Camila lembra que um dos problemas do mercado de trabalho é o impacto sobre a construção civil, que emprega mão de obra de renda mais baixa e que está parada, com mais de 80% dos lançamentos cancelados ou postergados. "O cenário para o mercado de trabalho é muito ruim porque a situação económica do Brasil é muito grave e não há espaço fiscal", afirma. Além da construção, os setores de serviços e comércio, que concentram mão de obra, foram duramente afetados pelas medidas de isolamento social.
Tanto Camila quanto Daniela Britto lembram que o quadro do trabalho no país é agravado pelo alto grau de informalidade. "Você tem o setor de serviços, que representa 71% do PIB e no qual a maioria das empresas, quase 97%, é pequena. E as micro e pequenas respondem por 40% dos empregos formais e com a outra parcela de 40% de informais formam um contingente populacional gigante com empregos vulneráveis neste momento", diz a economista da Fiemg. No país, são 37 milhões de trabalhadores informais, sendo que 2,55 milhões estão em Minas Gerais.
RETOMADA LENTA
Para as duas economistas, a retomada do mercado de trabalho será mais lenta do que a da atividade económica. "Muitos empregos perdidos na crise não serão rapidamente recuperados. Isso vai ser demorado porque haverá rees-truturação de setores e muitas empresas não vão sobreviver", afirma Daniela Britto.
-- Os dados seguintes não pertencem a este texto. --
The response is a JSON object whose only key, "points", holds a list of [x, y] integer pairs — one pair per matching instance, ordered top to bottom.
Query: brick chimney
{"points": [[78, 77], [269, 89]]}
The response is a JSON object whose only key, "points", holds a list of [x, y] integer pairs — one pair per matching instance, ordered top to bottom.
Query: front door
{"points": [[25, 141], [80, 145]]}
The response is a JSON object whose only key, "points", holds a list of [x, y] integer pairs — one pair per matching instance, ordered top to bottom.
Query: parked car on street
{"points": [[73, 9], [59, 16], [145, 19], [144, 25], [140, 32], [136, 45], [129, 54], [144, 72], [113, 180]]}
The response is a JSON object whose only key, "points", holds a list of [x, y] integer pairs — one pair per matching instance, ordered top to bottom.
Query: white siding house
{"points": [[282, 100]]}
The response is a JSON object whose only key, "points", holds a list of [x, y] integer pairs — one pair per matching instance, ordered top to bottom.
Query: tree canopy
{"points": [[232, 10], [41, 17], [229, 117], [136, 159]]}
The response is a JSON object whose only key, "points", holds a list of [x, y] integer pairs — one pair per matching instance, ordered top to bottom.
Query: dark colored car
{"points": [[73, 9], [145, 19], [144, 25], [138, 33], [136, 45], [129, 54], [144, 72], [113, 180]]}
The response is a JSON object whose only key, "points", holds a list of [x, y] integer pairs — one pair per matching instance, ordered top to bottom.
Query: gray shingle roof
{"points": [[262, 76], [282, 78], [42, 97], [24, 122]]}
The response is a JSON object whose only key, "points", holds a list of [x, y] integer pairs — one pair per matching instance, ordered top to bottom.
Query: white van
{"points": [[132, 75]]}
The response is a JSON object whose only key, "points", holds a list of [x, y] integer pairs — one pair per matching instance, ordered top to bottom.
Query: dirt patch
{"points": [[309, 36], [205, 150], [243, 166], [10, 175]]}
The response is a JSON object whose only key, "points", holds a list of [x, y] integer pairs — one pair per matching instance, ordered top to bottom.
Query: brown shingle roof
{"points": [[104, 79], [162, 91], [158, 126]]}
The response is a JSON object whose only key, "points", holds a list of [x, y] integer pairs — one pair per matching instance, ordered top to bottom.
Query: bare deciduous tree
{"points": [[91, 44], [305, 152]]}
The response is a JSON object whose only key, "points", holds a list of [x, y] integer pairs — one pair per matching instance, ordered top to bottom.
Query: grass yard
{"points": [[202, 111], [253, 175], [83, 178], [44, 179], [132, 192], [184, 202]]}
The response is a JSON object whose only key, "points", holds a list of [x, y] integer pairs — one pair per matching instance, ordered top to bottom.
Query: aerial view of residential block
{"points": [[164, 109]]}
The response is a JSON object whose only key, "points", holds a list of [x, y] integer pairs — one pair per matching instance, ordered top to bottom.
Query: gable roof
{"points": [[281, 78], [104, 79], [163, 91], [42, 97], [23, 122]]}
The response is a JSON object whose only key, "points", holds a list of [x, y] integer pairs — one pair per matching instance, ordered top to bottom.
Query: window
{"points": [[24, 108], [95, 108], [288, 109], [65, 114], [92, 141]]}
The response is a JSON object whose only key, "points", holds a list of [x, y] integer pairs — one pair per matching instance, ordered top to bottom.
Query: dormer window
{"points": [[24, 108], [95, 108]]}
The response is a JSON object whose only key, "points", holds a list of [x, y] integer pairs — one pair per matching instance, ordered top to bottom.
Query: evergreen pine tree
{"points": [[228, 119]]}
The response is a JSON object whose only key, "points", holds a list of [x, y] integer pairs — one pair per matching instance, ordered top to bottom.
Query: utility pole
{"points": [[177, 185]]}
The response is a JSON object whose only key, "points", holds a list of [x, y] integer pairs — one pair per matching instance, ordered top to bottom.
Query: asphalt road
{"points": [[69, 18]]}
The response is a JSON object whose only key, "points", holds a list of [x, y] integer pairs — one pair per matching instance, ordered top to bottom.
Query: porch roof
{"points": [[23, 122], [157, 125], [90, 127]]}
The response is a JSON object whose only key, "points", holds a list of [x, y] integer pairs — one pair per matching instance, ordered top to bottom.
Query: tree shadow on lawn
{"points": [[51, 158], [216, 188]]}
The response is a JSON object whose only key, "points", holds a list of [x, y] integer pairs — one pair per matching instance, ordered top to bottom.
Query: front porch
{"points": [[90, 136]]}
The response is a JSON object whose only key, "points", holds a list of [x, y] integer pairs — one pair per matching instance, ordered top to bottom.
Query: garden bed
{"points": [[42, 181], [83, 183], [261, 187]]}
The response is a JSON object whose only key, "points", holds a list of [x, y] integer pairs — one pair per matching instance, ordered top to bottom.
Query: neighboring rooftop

Ela lembra que a indústria mineira opera hoje com produção em nível de 2004. Em março, as horas trabalhadas na indústria mineira tiveram queda de 5,3%. "Passado o período de reabertura da economia, muitas empresas já estudaram como será o funcionamento nessa nova realidade e terão a expertise para saber quanto de mão de obra precisam. Vai ter um aumento da taxa de desemprego e não há sinalização de que o mercado de trabalho vá se recuperar tão cedo", avalia a economista da Veedha.
SETORES
O comércio e a construção serão os setores que mais vão fechar postos de trabalho em Minas este ano, segundo a FJP. Com uma previsão de retração entre 7% e 11,9% na sua atividade este ano com relação a 2019, o comércio varejista e atacadista (exceto veículos automotores) pode fechar de 94.538 a 160.227 vagas de emprego, sendo que o cenário mais provável hoje aponta para o corte de 126.797 postos de trabalho. Já a construção, que teve ter desempenho negativo entre 4% e 5,9% este ano deve reduzir os postos de trabalho entre 31.466 e 54.243, com o número mais provável de demissões, no cenário atual, fechando o ano em 42.446. Na indústria, o segmento mais afetado será o de confecção, arte-fatos do vestuário e acessórios, com redução entre 10.422 e 17.317 trabalhadores.